Cuando hablamos de algo tan popularizado como la ofimática, entre tus usuarios siempre hay perfiles de toda índole: no sólo domésticos, sino también corporativos, grandes compañías con muchas versiones y licencias de tus productos.

Si las empresas reciben ataques, mal asunto, porque siempre hay perfiles con poca formación en seguridad que son los que hacen el primer agujero en el casco. Luego, por una cuestión de inercia, la brecha se va abriendo sola. Si estas empresas reciben además ataques segmentados, específicamente diseñados para ellas, el panorama es mucho peor.

Esta casuística es la que narran los handlers del ISC en Targeted attack: experience from the trenches. La peligrosa combinación de un ataque del tipo 0day, con la falla total de las medidas de detección y la ausencia total de medidas de parcheo oficiales. Todo ello aderezado con una alta segmentación, ya que en este caso, el correo originante es una pieza de correo preparada para aparentar ser valija interna de la organización, en cuanto a contenidos y aspecto.

El resultado: casi un 100% de infecciones. Si tus medidas antivirus no detectan nada, y encima el correo tiene para tí una apariencia familiar, tiendes a abrirlo. Y se armó el Belén. La organización ha preferido mantenerse en el anonimato, pero uno de sus responsables le ha contado la película a la gente de SANS. Lo que este responsable narra es lo que seguramente ahora estén viviendo muchas más empresas y usuarios, así que sirva de ejemplo.

Los correos maliciosos contenían adjuntos Word. Estos adjuntos, especialmente preparados, contenían sorpresita: al abrirlos, a modo de dropper, se deposita un hermoso troyano que es ejecutado. Una vez ejecutado, el troyano sobreescribe el fichero Word original que provocó la infección, sustituyéndolo por una copia limpia. En ese momento, Word colapsa, y ofrece al usuario la opción de abrirse de nuevo, cargando esta vez la versión limpia del fichero. Y sin levantar sospecha alguna (ni uno sólo de los 25 motores antivirus de Virustotal lo detecta). Entre tanto, el troyano abre línea directa con diversos hosts, via HTTP. En este punto dejamos de saber qué hace o deja de hacer el troyano, pero seguramente, no sea nada bueno.
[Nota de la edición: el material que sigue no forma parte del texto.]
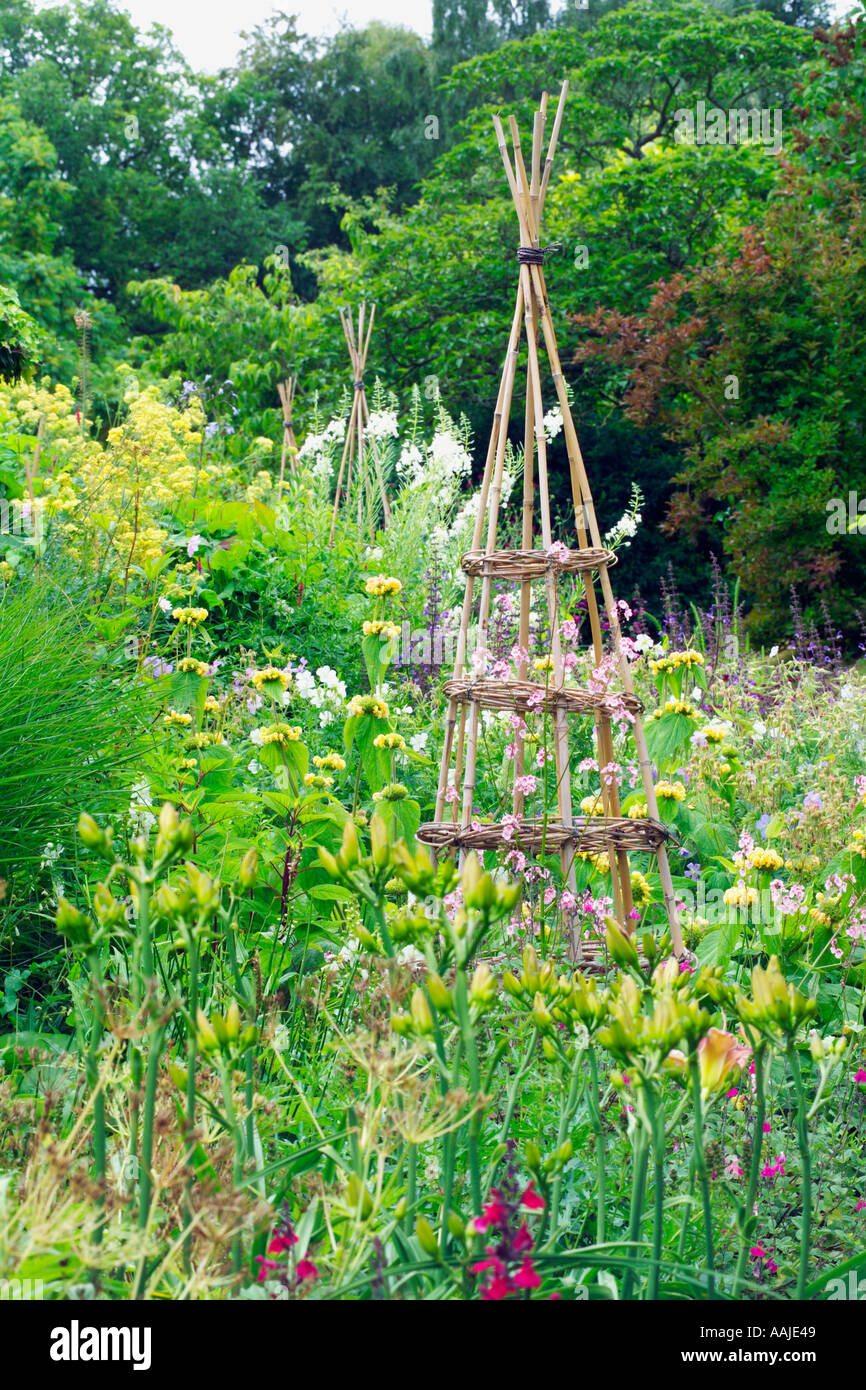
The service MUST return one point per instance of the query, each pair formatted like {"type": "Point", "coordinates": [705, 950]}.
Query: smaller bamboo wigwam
{"type": "Point", "coordinates": [359, 445]}
{"type": "Point", "coordinates": [610, 834]}
{"type": "Point", "coordinates": [289, 445]}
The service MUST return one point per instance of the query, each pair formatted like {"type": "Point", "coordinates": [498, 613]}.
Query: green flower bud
{"type": "Point", "coordinates": [427, 1239]}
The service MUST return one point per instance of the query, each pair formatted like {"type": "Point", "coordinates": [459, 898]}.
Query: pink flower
{"type": "Point", "coordinates": [531, 1200]}
{"type": "Point", "coordinates": [282, 1243]}
{"type": "Point", "coordinates": [527, 1276]}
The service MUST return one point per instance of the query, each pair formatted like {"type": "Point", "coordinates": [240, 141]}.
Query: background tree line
{"type": "Point", "coordinates": [161, 200]}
Lo que sí se sabe es que el troyano se garantiza a sí mismo la persistencia, escribiendo una clave en el registro de la máquina, concretamente en HKEY_LOCAL_MACHINE\Software\Microsoft\Windows NT\CurrentVersion\Windows

Se está explotando activamente esta vulnerabilidad, aparecida el pasado día 19, con lo que en ausencia de parches, yo me atrevo a recomendar que no abráis documentos Word. En caso de tener que abrirlos, hacedlo sólo en caso de que procedan de fuentes confiables, y verificando antes si nuestro contacto nos ha enviado o no un documento .doc (método de la llamada de teléfono, siempre tan útil). No es mala idea tampoco descargar OpenOffice y abrir esos documentos Word con OO.org.

Tenéis más sobre las medidas de protección recomendadas en este post de ISC. Toda precaución es poca, hablamos de una vulnerabilidad altamente crítica.